Никто точно не знает, почему это случилось. Но в какой-то момент зима в марте так и не закончилась. Геран ещё толком не понимал, каких трудов его родителям стоило выжить, особенно в первые несколько лет холодов. Он даже не был знаком с половиной своих родственников, которые умерли за это время, а было их не меньше сорока. Одно мальчишка знал точно – вот уже десять лет никто не видел живого зелёного дерева. Земля не рожала хлеб, а маленькие, уплотнённые сверх всякой меры теплицы не давали необходимого количества еды. А ещё Геран знал, что каждый день с наступлением темноты становилось так холодно, что если ты не успевал до этого времени добежать до дома, то назавтра кто-нибудь найдёт твой окоченевший труп.

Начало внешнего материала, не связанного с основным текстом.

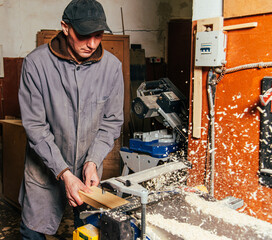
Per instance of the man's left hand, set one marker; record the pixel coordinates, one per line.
(90, 176)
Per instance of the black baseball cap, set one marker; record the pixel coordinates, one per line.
(85, 16)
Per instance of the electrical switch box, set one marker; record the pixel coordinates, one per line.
(210, 49)
(1, 62)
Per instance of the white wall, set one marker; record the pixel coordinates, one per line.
(207, 9)
(144, 20)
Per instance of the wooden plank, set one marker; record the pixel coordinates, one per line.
(99, 200)
(240, 26)
(234, 8)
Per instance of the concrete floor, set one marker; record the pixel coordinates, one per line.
(10, 223)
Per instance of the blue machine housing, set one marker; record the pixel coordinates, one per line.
(154, 148)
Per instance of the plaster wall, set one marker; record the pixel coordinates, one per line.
(144, 21)
(207, 9)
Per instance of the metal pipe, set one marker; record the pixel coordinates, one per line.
(143, 222)
(259, 65)
(212, 141)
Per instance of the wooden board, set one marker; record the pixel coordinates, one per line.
(105, 200)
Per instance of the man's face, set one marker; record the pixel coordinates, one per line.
(81, 47)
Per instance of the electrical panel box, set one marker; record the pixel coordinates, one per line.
(1, 62)
(210, 49)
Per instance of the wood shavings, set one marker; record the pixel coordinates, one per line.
(183, 230)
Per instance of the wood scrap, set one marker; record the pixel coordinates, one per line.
(105, 200)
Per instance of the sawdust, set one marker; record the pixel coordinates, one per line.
(183, 212)
(184, 230)
(217, 209)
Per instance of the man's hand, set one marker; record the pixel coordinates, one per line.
(89, 173)
(72, 187)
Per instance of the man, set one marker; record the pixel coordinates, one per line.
(71, 100)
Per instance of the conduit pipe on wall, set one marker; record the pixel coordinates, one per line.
(211, 88)
(224, 71)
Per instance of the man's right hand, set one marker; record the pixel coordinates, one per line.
(72, 187)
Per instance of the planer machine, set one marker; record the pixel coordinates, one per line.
(150, 156)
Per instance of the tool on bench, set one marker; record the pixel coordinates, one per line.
(161, 100)
(150, 155)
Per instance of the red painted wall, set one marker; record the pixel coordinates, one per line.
(237, 121)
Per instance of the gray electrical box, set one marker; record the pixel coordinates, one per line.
(210, 49)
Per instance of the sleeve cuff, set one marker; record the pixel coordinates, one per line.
(64, 170)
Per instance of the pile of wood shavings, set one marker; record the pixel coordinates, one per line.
(189, 216)
(216, 209)
(183, 230)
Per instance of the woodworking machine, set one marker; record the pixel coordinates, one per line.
(149, 156)
(161, 100)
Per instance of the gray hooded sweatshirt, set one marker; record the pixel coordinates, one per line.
(72, 113)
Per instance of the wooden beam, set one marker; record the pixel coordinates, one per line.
(105, 200)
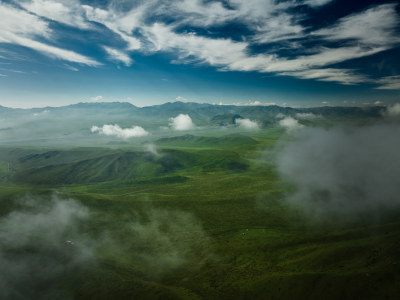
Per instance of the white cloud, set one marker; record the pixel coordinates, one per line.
(182, 122)
(118, 56)
(394, 110)
(373, 27)
(362, 34)
(21, 28)
(71, 68)
(316, 3)
(290, 124)
(68, 12)
(96, 99)
(151, 148)
(307, 116)
(389, 83)
(343, 76)
(115, 130)
(180, 98)
(121, 23)
(247, 124)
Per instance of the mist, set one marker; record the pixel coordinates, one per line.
(290, 124)
(181, 122)
(41, 246)
(115, 130)
(345, 172)
(46, 245)
(247, 124)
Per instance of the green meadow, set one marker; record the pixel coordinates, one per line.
(205, 217)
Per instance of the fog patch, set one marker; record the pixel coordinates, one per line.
(165, 240)
(115, 130)
(307, 116)
(343, 172)
(181, 122)
(290, 124)
(247, 124)
(40, 247)
(46, 245)
(393, 111)
(151, 148)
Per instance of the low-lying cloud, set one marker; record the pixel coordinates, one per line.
(247, 124)
(181, 122)
(115, 130)
(151, 148)
(41, 246)
(48, 243)
(343, 172)
(307, 116)
(290, 124)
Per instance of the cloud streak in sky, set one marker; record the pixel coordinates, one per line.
(23, 29)
(148, 27)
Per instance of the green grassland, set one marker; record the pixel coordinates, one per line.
(203, 219)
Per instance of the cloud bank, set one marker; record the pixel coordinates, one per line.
(343, 172)
(290, 124)
(181, 122)
(115, 130)
(247, 124)
(141, 26)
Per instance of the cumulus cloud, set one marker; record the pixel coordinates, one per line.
(181, 122)
(115, 130)
(343, 172)
(290, 124)
(41, 247)
(247, 124)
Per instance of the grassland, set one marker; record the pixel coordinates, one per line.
(204, 219)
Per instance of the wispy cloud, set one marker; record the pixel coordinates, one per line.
(389, 83)
(118, 56)
(67, 12)
(22, 28)
(156, 26)
(343, 76)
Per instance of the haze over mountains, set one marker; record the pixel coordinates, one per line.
(81, 121)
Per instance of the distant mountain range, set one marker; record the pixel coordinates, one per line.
(197, 111)
(72, 124)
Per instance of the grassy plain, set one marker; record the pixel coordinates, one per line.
(204, 219)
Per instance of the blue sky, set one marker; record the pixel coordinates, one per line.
(295, 52)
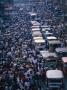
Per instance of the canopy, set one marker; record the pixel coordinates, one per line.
(54, 74)
(64, 59)
(47, 54)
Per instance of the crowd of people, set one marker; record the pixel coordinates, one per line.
(21, 66)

На следующий день Геран проспал дольше обычного, пока его не разбудила Лада, которой уже надоело ждать, пока он встанет сам. Парень разлепил глаза и вдруг захохотал.
– Что? – надулась девочка.
– У тебя под носом зелёнка!
– Я знаю, – насупилась Лада. – Она не отмывается, зараза!
На улице царило какое-то оживление, голоса, смех. Герану стало так интересно, что он оделся и выкатился наружу даже без завтрака.
Помилуй, Трёхликий, что там творилось!
Перед домом Лады стояло три голых помертвевших берёзы. Они были выкрашены в зелёный почти до самой макушки. Люди ходили вокруг них и с удивлением переговаривались. Вчерашние старшики тоже были там. Двое отделились от их компании и подошли к Герану. Первый сказал:
– Умно придумал, мы поржали.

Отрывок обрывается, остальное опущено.